Madrid - Spanish banks, alarmed by multiple bankruptcies and mass unemployment, are keeping a tight rein on loans and potentially choking off the lifeblood of a longed-for economic recovery, analysts say.

Insufficient credit threatens to throttle Spain's fragile recovery, they warn, after a double-dip recession triggered by a 2008 property crash, which left banks awash with bad loans.

Spain last year shored up its tottering banks' balance sheets with a €41.3bn programme financed by its eurozone partners.

Recession

But the banks have shown reluctance to lend, economists and industry say, as the eurozone's fourth-largest economy struggles with a 26% unemployment rate and, according to official data compiled by auditors PwC, a 20% rise in bankruptcy filings in 2013.

"The Spanish financial sector has considerably improved its solvability but it is still not playing its crucial role of supporting the economy because the flow of credit to families and businesses has not recovered," said a study released by the Esade business school.

"There has been a lack of credit since mid-2009, the rate of credit extended has diminished, not only for families but also and above all for companies," said the study's author, Josep Manel Comajuncosa.

According to the Bank of Spain, credit in the year to November fell by 4.0% to households and 8.3% to business despite the economy emerging from recession by posting 0.1% growth in the third quarter.

Recovery

Spain has been praised for pursuing ambitious reforms of the banks and for its economic reforms, including deficit-cutting austerity measures that sparked mass protests.

Economy Minister Luis de Guindos forecast this week that economic growth would tick higher, to 0.3% in the final quarter of 2013.

But, increasingly, people are warning about the threat of tight credit.

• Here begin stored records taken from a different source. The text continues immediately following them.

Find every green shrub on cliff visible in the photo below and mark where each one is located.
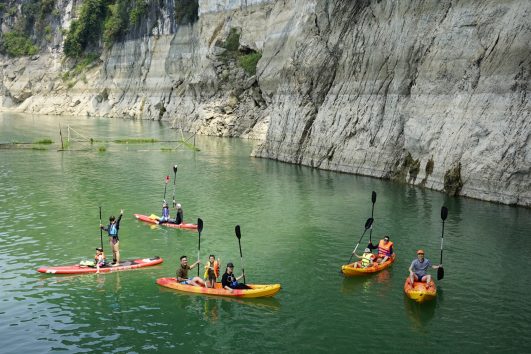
[2,31,38,57]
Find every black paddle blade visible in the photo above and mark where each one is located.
[197,218,203,233]
[441,207,448,221]
[437,267,444,280]
[365,218,374,230]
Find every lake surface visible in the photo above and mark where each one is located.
[0,113,531,353]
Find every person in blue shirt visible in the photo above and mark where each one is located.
[100,209,124,267]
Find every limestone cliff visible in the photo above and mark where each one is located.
[0,0,531,206]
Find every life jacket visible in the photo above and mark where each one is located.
[378,240,393,257]
[109,223,118,236]
[203,261,219,279]
[361,253,374,268]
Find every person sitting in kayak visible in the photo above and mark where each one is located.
[352,248,376,268]
[221,262,251,292]
[409,250,442,287]
[158,201,170,224]
[174,203,184,225]
[367,235,393,263]
[177,256,206,287]
[94,247,105,273]
[100,209,124,267]
[203,254,219,288]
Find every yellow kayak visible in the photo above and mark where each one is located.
[341,253,396,277]
[404,277,437,302]
[157,278,280,298]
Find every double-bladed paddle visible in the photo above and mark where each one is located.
[347,218,374,264]
[234,225,245,284]
[369,191,376,244]
[173,165,177,208]
[197,218,203,276]
[437,207,448,280]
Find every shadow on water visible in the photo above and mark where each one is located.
[404,289,440,328]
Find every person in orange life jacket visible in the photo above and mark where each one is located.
[175,203,184,224]
[221,262,251,292]
[158,201,170,224]
[352,248,376,268]
[409,250,442,287]
[367,235,393,263]
[177,256,206,287]
[100,209,124,266]
[94,247,105,273]
[205,254,219,288]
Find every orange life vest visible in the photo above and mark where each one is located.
[378,240,393,257]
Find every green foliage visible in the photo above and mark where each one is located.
[129,0,148,26]
[239,51,262,75]
[64,0,107,58]
[175,0,199,25]
[2,31,38,57]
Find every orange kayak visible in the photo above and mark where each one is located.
[157,278,280,298]
[341,253,396,277]
[404,277,437,302]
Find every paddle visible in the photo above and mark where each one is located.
[347,218,374,264]
[234,225,245,284]
[173,165,177,208]
[197,218,203,276]
[369,191,376,244]
[163,176,170,200]
[437,207,448,280]
[100,206,103,249]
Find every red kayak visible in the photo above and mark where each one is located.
[133,214,197,230]
[37,256,163,274]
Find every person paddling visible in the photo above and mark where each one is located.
[175,203,184,225]
[352,248,376,268]
[409,250,442,287]
[158,201,170,224]
[100,209,124,267]
[221,262,251,292]
[367,235,393,263]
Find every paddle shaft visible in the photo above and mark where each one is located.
[238,238,246,284]
[100,206,103,249]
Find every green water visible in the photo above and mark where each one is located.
[0,113,531,353]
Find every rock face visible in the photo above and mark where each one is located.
[0,0,531,207]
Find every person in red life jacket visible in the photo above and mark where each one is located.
[100,209,124,267]
[177,256,206,287]
[204,254,219,288]
[409,250,442,287]
[221,262,251,292]
[353,248,376,268]
[367,235,393,263]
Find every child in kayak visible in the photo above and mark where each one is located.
[203,254,219,288]
[221,262,251,292]
[158,201,170,224]
[354,247,376,268]
[94,247,105,273]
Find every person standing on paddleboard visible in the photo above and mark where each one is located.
[100,209,124,267]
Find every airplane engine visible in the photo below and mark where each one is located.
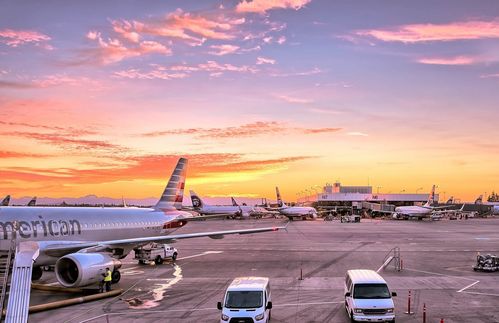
[55,253,121,287]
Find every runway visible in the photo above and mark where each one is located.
[30,219,499,323]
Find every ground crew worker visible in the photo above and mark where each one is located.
[104,267,113,292]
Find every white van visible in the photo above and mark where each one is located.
[217,277,272,323]
[345,269,397,323]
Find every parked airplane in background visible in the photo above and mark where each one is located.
[393,185,449,220]
[275,186,317,220]
[230,197,279,218]
[26,196,36,206]
[0,195,10,206]
[0,158,283,287]
[190,191,254,218]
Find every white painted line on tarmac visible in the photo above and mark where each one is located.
[272,301,344,307]
[177,251,223,260]
[463,292,499,296]
[457,280,480,293]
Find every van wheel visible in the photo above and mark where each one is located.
[350,312,357,323]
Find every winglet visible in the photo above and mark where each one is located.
[155,158,187,210]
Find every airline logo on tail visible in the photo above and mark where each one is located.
[275,186,286,207]
[189,191,203,209]
[156,158,187,210]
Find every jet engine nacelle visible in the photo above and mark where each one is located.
[55,252,121,287]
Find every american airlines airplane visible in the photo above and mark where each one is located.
[0,158,284,287]
[393,185,449,220]
[275,186,317,220]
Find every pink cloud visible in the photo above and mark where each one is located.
[276,95,314,104]
[87,31,172,64]
[418,56,477,65]
[209,45,239,56]
[0,29,52,49]
[355,20,499,43]
[256,56,276,65]
[236,0,312,13]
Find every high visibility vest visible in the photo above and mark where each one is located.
[104,270,113,282]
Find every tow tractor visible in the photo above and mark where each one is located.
[473,254,499,272]
[133,242,178,265]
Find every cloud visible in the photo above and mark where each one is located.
[0,29,51,49]
[276,95,314,104]
[0,80,35,89]
[355,20,499,43]
[114,61,258,80]
[256,56,276,65]
[83,31,172,65]
[418,56,477,65]
[347,131,369,137]
[209,45,239,56]
[270,67,324,77]
[0,153,314,190]
[236,0,312,13]
[141,121,341,139]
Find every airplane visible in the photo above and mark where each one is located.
[393,185,450,220]
[275,186,317,221]
[0,195,10,206]
[26,196,36,206]
[230,197,279,218]
[189,190,252,217]
[0,158,285,287]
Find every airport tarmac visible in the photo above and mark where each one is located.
[30,219,499,323]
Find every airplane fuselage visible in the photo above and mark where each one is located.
[0,207,191,265]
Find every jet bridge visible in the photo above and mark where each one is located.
[5,241,40,323]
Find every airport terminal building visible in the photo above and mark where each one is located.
[298,182,439,206]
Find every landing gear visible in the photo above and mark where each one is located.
[111,270,121,284]
[154,256,163,265]
[31,267,43,280]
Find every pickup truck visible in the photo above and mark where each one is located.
[133,243,178,265]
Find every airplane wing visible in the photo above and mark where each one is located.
[43,225,287,257]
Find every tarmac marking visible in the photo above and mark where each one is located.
[273,301,344,307]
[177,251,223,260]
[457,280,480,293]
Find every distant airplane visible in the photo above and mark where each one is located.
[189,190,249,217]
[0,158,284,287]
[26,196,36,206]
[231,197,279,218]
[275,186,317,220]
[0,195,10,206]
[393,185,450,220]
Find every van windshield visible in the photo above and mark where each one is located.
[353,284,391,299]
[225,291,262,308]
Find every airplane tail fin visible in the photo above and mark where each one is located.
[189,191,204,209]
[425,185,435,206]
[230,197,239,206]
[275,186,286,207]
[0,195,10,206]
[27,196,36,206]
[155,158,187,210]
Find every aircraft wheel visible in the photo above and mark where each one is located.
[111,270,121,284]
[31,267,43,280]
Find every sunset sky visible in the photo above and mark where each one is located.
[0,0,499,200]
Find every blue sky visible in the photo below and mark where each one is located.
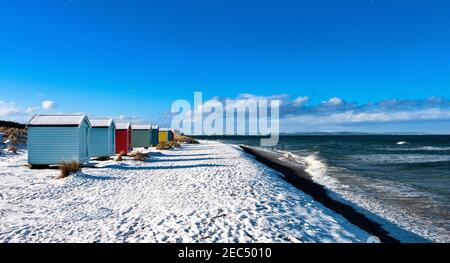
[0,0,450,132]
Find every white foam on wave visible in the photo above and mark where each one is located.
[388,146,450,151]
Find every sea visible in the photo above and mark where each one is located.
[195,135,450,242]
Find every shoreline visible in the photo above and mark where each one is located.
[0,140,370,243]
[239,145,400,243]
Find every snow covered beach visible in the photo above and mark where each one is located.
[0,141,369,242]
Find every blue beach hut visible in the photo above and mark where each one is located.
[27,115,91,166]
[150,125,159,146]
[89,119,116,157]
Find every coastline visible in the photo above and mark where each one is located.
[0,141,370,243]
[240,145,400,243]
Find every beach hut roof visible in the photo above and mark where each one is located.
[131,124,151,130]
[90,118,116,128]
[27,114,91,127]
[116,122,131,130]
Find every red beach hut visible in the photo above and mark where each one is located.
[116,122,131,153]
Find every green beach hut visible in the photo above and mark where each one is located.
[131,124,151,148]
[27,115,91,166]
[89,119,116,157]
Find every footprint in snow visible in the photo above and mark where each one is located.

Bank lending to other private sector businesses dropped by 6.75% year-on-year in September 2013, "one of the most rapid contractions among major advanced economies", an IMF report said recently, urging "sustained efforts" to enhance banks' ability to lend and support a nascent recovery.

Corporate sector

Angel Gurria, secretary general of the Organisation for Economic Cooperation and Development, likewise cautioned that access to bank credit was "excessively restrictive", with credit to small and medium-sized businesses sliding by 17% between 2011 and 2012.

The European Commission, too, said that loans to the corporate sector were declining substantially even if some bottoming-out "might be in sight".

Banks, however, say Spain's economic situation remains fragile.

"When the economy has no growth or very moderate growth, credit cannot grow," said a spokesperson for the Spanish Banking Association.

"There is a problem with the quantity and quality of demand: on the one hand the demand for credit in the private sector is still very weak and, on the other, the solvency of businesses and families has deteriorated compared to before the crisis."